In recent years, global climate is becoming more extreme. The alternation of droughts and floods is intensifying, especially in the ecologically vulnerable mid-latitude regions. But what is driving this hydroclimate variability? Scientists have long debated the mechanism.

A research team led by Prof. LONG Hao from Nanjing Institute of Geography and Limnology, Chinese Academy of Sciences, drilled a 300.8-meter-long lacustrine sediment core in the Datong Basin, Shanxi, located in mid-latitude East Asia (Northern China). By tracing over 5.7 million years of Earth's history, researchers revealed that the "waviness" of the Westerly Jet Stream is the primary driver behind mid-latitude climate variability. The study was published in Nature Communications recently.   

This core is like a detailed "climate archive" documenting precipitation changes over the past approximately 5.7 million years (spanning the Pliocene and Pleistocene epochs). By analyzing chemical indicators within the core, scientists obtained a high-resolution record of ancient precipitation.

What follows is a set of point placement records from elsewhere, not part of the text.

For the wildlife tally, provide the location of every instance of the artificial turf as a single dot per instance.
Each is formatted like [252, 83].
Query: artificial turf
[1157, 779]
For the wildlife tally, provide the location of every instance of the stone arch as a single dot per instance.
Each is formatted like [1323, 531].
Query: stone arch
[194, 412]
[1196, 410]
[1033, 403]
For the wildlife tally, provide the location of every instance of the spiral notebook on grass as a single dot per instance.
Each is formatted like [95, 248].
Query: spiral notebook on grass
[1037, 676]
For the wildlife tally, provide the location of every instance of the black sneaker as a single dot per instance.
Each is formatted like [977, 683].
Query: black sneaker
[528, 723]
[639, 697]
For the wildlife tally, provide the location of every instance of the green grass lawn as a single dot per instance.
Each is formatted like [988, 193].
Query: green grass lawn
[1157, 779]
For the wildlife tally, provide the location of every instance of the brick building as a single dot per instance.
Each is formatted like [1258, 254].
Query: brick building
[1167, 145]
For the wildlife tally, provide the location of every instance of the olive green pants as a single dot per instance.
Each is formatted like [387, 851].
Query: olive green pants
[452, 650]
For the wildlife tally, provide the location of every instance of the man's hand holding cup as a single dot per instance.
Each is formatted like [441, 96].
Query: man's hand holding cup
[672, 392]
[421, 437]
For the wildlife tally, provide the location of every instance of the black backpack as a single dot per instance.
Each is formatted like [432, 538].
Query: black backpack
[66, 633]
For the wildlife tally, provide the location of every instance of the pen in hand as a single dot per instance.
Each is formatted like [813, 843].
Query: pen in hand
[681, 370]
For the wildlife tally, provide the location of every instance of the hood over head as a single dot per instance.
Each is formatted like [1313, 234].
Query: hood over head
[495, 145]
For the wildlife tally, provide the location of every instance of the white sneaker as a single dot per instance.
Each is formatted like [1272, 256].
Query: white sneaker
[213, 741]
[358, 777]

First, during the warm period before around 3 million years ago (the Pliocene), the precipitation variability in mid-latitude regions was significantly higher than during the subsequent Pleistocene epoch (the Ice Age era). Scientists attribute this drastic climate fluctuation to enhanced Westerly Jet waviness. Further idealized sensitivity simulations indicated that the force driving the Westerly Jet to become "wavy" was Arctic warming.

When the Arctic is cold, the polar vortex is strong, and the Westerly Jet remains stable and straight. Cold air is effectively contained in the north, and the mid-latitude climate is relatively stable.

When the Arctic warms, the polar vortex weakens, causing the Westerly Jet to become "sinuous". This fluctuation allows cold and warm air masses to frequently intermingle and penetrate north and south, leading to more frequent extreme wet and dry events in the mid-latitudes, and thus amplifying hydroclimate variability.

Also, the study ruled out atmospheric carbon dioxide (CO₂) concentration as the dominant driver of this variability, confirming that Westerly Jet waviness is the key factor.

“This study, based on ancient climate records, is crucial for our understanding of future climate change.” said by Prof. LONG Hao. “Given that future global warming is projected to lead to increased Westerly Jet waviness, it is reasonable to predict that mid-latitude regions will face more frequent hydroclimate extreme events, such as severe droughts and floods.”